AKP gücünü buradan alıyor. En meczup işler yapılıyor ve dünya kapitalist-emperyalist sistemi “bunlara” daha fazlasını da yaptırabileceğini görüp, daha iyisini bulamayacağının güveniyle AKP’ye Türkiye’nin yakın geleceğini satıyor. Kirli işler karşılığında. Pazarlık, çok ama çok kirli. Örneğin son olarak Suriyeli göçmenlerin Türkiyelileşmeleri karşılığında 3 milyar avro!

Durum budur ve AKP hep bir bıçak sırtında yürüyecektir. Elleri ayakları giderek derinleşen yara bereyle dolu; ve varlığını bu zayıflığa borçlanarak…

Kaos için “neredeyse” demem bundandır. Mutlak kaos olmaz. Kaos bir yönetim biçimi çağımızda. Önünü görme yeteneğinin Washington’da bile olmadığı koşullardan söz ediyoruz. İki yılda bir taktik ve stratejilerini baştan aşağı değiştirip dünyayı sarhoş gibi yöneten bir baş emperyalist var! AKP nerden bilsin ne olacağını; Türkiye’de nasıl istikrar olsun?

Bu koşullarda bize düşen, bizi, Marksistleri ayırt eden ne olabilir? “Komünistler, komünist parti, sınıfın aklıdır” denir. Doğrudur. Ama akıl dediğimiz şey, sadece analiz ve öngörü yeteneği midir? Bu soruya nasıl olumlu yanıt veririz? Öngörülemez bir hayatla sınava çekilmeye, böyle balıklama atlamak intihar değil midir, bir nevi?

Diyelim ki, biz hep haklı çıkıyoruz. Ya da çoğunlukla… İyi de analiz ve öngörü becerimiz bir, iki, üç defa daha kanıtlanınca bize madalya takacak birileri mi var? Taksalar ne olur, ne işe yarar?

Kimsenin bilmediğini, bilemediğini tahmin edebilecek bir yetenek olabilir mi; hiç oraya girmeyeyim. Ama şu açık ki, bu dönem sol kendini buradan kuramaz. Maddi olarak imkânsızdır.

Solun yapması gereken “ne olacak” sorusunun içine kendini yerleştirmektir. Bu, dar anlamda “ne yapacağız” sorusu da değildir. Çoğunlukla siyasette zaten “ne olacak” ile “ne yapacağız” birbirini bütünler. Bizi ayırt eden bu bütünlüğü yeniden kurmak değildir. Bizi bugün ayırt edecek olan kendimizi tam anlamıyla ilk sorunun içine yerleştirmektir.
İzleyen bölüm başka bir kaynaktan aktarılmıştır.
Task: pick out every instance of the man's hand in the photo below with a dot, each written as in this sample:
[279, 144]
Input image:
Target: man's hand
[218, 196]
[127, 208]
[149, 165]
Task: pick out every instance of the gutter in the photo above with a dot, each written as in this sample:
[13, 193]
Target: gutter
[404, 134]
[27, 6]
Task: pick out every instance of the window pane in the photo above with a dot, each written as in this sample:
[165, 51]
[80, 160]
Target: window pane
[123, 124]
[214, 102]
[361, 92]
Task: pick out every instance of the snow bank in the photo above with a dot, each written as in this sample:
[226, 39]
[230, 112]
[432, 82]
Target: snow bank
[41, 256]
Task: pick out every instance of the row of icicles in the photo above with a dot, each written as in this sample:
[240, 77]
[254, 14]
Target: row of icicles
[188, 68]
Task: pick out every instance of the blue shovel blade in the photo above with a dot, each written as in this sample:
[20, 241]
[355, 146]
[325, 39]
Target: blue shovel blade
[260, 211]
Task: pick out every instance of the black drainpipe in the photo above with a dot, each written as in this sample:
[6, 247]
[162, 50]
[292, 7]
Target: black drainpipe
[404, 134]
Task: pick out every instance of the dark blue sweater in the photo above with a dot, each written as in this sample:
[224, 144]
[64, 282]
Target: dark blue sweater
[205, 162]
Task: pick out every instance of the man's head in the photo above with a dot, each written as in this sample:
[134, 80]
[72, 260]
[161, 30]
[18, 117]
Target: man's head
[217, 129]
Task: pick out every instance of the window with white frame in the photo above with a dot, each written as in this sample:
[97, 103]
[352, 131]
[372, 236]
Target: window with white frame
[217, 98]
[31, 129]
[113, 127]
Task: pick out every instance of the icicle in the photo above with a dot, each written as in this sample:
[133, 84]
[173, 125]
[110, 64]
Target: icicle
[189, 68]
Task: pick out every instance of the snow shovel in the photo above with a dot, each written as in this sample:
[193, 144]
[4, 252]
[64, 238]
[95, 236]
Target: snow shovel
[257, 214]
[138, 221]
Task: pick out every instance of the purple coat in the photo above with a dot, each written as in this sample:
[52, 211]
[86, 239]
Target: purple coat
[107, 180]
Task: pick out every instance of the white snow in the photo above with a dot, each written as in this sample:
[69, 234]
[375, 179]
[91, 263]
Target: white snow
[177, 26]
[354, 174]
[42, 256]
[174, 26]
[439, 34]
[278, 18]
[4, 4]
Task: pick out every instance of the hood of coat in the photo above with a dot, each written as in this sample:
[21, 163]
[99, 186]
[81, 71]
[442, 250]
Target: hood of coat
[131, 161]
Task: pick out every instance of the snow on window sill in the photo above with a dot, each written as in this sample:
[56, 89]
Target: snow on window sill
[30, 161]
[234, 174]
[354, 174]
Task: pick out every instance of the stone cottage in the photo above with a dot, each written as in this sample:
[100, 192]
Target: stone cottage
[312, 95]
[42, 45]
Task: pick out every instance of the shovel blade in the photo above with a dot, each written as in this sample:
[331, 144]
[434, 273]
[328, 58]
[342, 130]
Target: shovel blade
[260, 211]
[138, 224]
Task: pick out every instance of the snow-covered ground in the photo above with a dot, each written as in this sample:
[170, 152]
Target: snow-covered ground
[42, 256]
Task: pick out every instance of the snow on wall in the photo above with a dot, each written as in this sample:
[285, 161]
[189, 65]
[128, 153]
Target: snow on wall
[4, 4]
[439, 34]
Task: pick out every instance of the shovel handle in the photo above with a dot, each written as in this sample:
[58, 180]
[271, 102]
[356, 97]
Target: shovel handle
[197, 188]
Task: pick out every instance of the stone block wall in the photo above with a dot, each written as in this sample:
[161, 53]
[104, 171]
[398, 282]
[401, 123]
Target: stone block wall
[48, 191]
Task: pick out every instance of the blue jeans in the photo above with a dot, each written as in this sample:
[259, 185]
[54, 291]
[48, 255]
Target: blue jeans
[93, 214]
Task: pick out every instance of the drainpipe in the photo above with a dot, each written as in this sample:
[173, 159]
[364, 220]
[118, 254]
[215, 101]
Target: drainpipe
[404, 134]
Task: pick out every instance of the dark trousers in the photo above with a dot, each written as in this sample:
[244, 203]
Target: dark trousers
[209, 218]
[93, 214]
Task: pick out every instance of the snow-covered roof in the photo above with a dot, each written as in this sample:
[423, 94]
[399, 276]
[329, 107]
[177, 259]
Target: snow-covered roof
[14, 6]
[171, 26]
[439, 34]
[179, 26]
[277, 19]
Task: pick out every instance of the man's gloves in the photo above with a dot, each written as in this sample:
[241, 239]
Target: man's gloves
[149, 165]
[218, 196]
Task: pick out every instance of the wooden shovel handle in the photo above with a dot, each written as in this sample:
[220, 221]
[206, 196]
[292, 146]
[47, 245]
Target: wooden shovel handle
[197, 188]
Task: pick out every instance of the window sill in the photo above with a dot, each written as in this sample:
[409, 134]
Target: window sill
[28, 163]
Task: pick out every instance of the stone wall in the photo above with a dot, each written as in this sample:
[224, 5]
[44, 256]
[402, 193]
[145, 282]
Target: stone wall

Önce objektif olarak ne olacağını kestirmek, sonra, “bu olası koşullar altında” ne yapmak gerektiğini bulmak… Hiçbir karşılığı yok bu yöntemin…
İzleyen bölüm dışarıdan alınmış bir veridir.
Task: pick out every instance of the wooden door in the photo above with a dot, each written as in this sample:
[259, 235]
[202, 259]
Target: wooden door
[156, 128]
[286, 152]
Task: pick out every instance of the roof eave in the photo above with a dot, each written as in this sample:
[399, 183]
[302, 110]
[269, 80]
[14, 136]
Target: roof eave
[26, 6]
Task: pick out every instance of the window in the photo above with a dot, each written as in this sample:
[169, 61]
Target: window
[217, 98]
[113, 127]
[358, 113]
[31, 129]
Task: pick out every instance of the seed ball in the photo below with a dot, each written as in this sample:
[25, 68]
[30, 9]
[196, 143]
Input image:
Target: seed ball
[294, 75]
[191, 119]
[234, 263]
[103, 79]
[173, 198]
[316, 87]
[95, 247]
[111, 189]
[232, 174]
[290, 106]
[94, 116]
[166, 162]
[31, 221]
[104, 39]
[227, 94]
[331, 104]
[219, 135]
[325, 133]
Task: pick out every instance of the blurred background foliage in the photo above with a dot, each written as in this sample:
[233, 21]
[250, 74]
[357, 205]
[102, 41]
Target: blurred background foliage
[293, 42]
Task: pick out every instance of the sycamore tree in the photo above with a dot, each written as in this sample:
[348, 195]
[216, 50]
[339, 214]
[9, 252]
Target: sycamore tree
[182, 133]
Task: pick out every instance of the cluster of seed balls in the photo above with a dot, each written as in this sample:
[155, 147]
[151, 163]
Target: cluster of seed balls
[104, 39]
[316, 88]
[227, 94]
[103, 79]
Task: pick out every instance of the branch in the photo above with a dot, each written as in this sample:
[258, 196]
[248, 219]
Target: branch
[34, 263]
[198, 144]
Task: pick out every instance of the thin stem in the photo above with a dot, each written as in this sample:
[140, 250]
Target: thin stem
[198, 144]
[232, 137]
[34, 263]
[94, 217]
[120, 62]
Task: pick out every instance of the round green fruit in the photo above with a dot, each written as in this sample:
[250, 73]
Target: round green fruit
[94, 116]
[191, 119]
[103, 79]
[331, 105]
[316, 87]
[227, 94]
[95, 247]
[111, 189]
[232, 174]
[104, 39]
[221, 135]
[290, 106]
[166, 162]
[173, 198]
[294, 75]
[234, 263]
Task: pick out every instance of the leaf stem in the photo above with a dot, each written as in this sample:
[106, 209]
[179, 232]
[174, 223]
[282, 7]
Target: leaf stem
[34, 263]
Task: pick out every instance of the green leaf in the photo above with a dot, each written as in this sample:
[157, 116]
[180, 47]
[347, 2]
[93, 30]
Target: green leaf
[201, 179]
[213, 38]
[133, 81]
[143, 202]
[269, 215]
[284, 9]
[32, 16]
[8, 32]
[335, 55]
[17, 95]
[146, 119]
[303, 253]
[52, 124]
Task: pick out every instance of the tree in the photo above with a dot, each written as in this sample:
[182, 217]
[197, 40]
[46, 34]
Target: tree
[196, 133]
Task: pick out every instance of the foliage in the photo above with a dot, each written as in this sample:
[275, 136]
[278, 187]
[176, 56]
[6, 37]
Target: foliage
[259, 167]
Solun ilk sorunun ilk salisesinden itibaren içerilmediği bir “ne olacak” sorusunun yanıtı karanlıktır. Tablo o kadar karanlıksa, kentli, modern, laik kesimlerin kaçacak ülke ve fırsat aramaları normaldir. Ya da Kürtlerin karanlıktan çıkmak için bindikleri aracın markasına bakmamaları da yadırganmamalıdır.

Bizim işimiz siyasal aklı yoğunlaştırmak, müdahalemizin gövdesini büyütmek, istikrarsızlık ve belirsizliğin içine dalmak. Bu ülkede yalan söylemeyen, içini dışa vuran, yaptığına inanan tek taraf komünistlerdir. Belirsizlikten sağlıklı bir gelecek çıkartmak pekâlâ mümkündür. Bulamadıkları istikrarın hayalini egemenlere bırakalım. Biz işimize bakalım.